Pechino, tariffe e ritirate
La moratoria sui dazi con la Cina è il termometro del fallimento di Trump
Né reshoring né decoupling, solo retreating. Gli Stati Uniti hanno chiuso un accordo con il loro grande nemico politico, facendo una sostanziale ritirata sulle tariffe introdotte dal Liberation day in poi
Come annunciato già da un giorno, dopo il negoziato di Ginevra, gli Stati Uniti hanno raggiunto un accordo di massima con la Cina sul commercio: entrambi i paesi ridurranno i dazi di 115 punti percentuali mantenendo un dazio aggiuntivo di 10 punti percentuali per 90 giorni, durante i quali continueranno a negoziare. In una escalation di dazi e controdazi, innescata dalle “reciprocal tariff” di Trump nel Liberation day, gli Stati Uniti avevano portato i dazi sulla Cina al 145% e la Cina sugli Stati Uniti al 125%. Ciò vuol dire che ora, e per i prossimi tre mesi, i dazi scendono rispettivamente al 30% e al 10%.
I mercati hanno reagito molto positivamente, con l’indice S&P che in apertura è balzato del 3% (così come è salito il dollaro), per un accordo che va oltre le più rosee aspettative. Sul fronte politico, la Casa Bianca ha celebrato l’accordo commerciale come una “storica vittoria per gli Stati Uniti, a dimostrazione dell’impareggiabile competenza del presidente Trump nel garantire accordi a vantaggio del popolo americano”. È la sbracata celebrazione, con toni quasi maoisti, di una ritirata. Perché non è vero che entrambi i paesi hanno fatto un passo indietro: la Cina aveva risposto ai dazi di Trump e ora li sospende nella misura in cui gli Stati Uniti li sospendono.

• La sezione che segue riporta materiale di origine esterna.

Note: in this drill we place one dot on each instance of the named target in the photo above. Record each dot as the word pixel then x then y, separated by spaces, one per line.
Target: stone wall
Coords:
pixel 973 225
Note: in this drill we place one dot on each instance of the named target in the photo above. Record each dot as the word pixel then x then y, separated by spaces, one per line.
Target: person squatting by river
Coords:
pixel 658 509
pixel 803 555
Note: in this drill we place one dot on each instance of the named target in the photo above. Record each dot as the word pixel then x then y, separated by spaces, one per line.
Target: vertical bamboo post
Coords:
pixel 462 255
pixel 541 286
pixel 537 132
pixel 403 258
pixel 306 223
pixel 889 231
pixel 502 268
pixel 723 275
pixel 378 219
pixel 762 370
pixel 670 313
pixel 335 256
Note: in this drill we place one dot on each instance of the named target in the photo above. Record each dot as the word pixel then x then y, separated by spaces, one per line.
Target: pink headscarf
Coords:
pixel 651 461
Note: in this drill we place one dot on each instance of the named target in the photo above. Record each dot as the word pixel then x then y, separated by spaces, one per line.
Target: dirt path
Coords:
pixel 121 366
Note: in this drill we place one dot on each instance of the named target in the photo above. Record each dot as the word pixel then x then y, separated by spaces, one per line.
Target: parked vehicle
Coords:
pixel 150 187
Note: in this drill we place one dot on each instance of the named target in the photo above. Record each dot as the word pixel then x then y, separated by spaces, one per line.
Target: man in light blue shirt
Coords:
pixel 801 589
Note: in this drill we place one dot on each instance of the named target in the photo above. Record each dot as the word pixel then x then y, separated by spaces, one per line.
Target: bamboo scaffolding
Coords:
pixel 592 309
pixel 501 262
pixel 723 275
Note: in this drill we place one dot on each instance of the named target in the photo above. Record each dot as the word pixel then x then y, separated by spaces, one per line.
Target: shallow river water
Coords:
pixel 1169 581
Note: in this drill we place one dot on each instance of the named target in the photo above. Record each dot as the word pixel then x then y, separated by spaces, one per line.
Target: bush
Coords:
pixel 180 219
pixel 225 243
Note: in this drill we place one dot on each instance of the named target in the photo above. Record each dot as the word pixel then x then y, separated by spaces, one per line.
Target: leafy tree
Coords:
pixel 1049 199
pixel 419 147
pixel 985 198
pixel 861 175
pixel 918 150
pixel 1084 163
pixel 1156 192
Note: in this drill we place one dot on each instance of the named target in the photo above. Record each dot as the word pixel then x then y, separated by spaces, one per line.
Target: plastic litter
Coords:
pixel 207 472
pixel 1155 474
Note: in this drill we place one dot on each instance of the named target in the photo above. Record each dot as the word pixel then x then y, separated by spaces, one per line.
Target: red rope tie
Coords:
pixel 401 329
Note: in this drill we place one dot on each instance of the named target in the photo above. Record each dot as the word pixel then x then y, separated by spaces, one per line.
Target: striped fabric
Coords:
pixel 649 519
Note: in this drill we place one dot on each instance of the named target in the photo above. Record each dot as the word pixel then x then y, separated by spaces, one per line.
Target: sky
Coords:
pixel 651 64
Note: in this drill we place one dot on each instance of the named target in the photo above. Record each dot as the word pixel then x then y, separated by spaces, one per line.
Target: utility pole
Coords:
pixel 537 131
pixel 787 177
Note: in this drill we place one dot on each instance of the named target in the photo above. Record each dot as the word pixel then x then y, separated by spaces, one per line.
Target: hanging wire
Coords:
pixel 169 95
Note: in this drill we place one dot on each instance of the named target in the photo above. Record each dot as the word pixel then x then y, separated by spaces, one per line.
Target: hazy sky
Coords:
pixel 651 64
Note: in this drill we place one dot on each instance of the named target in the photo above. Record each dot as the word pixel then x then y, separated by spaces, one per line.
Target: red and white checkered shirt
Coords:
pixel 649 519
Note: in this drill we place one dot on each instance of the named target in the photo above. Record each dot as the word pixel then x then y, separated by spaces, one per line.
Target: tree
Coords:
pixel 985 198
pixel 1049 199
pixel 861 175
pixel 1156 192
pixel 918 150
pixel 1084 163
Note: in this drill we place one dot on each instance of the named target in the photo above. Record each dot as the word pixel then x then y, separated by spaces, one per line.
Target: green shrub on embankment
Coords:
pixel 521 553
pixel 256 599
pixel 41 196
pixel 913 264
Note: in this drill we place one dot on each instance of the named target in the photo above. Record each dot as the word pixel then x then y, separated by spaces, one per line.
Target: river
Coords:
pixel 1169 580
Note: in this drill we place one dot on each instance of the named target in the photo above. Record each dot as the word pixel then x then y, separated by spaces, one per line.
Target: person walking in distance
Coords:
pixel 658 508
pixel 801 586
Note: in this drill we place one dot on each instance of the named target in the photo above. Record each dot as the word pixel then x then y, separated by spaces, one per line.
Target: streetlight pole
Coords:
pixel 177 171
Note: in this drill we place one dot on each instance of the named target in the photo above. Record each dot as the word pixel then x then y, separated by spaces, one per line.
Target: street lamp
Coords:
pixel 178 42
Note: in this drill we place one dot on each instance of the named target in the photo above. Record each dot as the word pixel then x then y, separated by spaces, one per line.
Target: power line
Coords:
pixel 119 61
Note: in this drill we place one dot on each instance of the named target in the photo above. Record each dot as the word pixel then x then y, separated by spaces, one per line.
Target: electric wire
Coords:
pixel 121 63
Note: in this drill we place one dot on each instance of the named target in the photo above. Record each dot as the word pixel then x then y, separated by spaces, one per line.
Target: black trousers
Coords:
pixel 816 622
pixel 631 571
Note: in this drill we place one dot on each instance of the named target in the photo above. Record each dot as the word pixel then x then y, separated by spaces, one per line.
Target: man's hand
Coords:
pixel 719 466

Molto più equilibrata la descrizione del segretario al Tesoro Usa, Scott Bessent, secondo cui “entrambi i paesi hanno rappresentato bene il proprio interesse nazionale”, ma soprattutto “il consenso di entrambe le delegazioni è che nessuna delle due parti vuole un disaccoppiamento – ha detto Bessent –. Quello che era accaduto con dazi così alti era l’equivalente di un embargo e nessuna delle due parti lo vuole. Vogliamo il commercio e vogliamo un commercio più equilibrato”.
Il tono conciliante di Bessent, consapevole che i veri negoziati cominciano ora, è molto diverso dal trionfalismo della Casa Bianca che punta a vendere agli elettori americani una clamorosa retromarcia come la proverbiale “Art of the Deal” del presidente Trump. Anche se finora i segnali da parte dei mercati, così come della fiducia delle imprese e dei consumatori, sono stati univoci: negativi a ogni annuncio di un nuovo dazio, positivi a ogni annuncio del ritiro o della sospensione dei dazi introdotti.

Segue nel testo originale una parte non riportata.